Thursday, March 29, 2012
Review: A Grown-Up Kind of Pretty by Joshilyn Jackson
Publisher: Grand Central Publishing
Source: Personal Copy
Big, the grandmother and matriarch of the family, honestly believes that something bad is about to happen. Every 15 years, something shocks the family; Big got pregnant with Liza when she was 15 years old, Liza had Mosey when she was 15 years old, and Liza suffered a massive strong when she was 30 years old. Mosey has just turned 15, and everyone wonders if she will make the same mistakes. Mosey is on her toes, praying she makes the right choices. It would be too much to break her grandmother’s heart. When Big announces that she will install an outside pool to help with Liza’s recovery, Mosey is adamant that the willow tree not be cut down. That willow tree is Liza’s favorite tree, and Mosey knows that Liza would not agree to cut it down. Big will do anything to help Liza, and she decides the tree has to go. The day the tree is cut down turns the Solcumbs women’s lives upside down; a small silver box is found and inside the box are the bones of a tiny baby, wrapped in a blanket.
This was my first experience with Joshilyn Jackson, and it was a great experiences. The tone of the book was very conversational, and real. Jackson depicts her characters as strong, independent women who despite their hardships want the best for each other. Although, much of the story is dealing with struggles and secrets, Jackson manages to lighten the book with laugh-out-loud scenes.
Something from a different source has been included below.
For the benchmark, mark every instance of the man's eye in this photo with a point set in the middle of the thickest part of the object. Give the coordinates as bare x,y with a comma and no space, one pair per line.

I loved the characters of this novel. Mosey is fifteen, as long as she can remember her mother and grandmother have warned her about teenage pregnancy. Despite the fact that she is not sexually active, she hides pregnancy tests to ease her mind. Dealing with her mother’s stroke has not been easy on Mosey, Liza was always the life of the party and now she can barely speak. Liza may have made some big mistakes in her past, but her love for Mosey and Big shines through. Big was my favorite, she was strong, and the root of her family. At fifteen, she raised Liza the best she could, always putting her first.
A Grown-up Kind of Pretty spans three generations, and has a little something for everyone. Three very detailed and multi-layered characters make it very easy for readers to connect with someone. I’m one of those readers who really need to connect with the characters, if I don’t like the characters I have a hard time enjoying this novel. Usually, when I read a story told in different perspectives, I tend to enjoy one more than the other. In this case, I enjoyed all three. The story is absorbing, relatable, and captivating. I recommend this one, and I’d love to explore some of her other novels.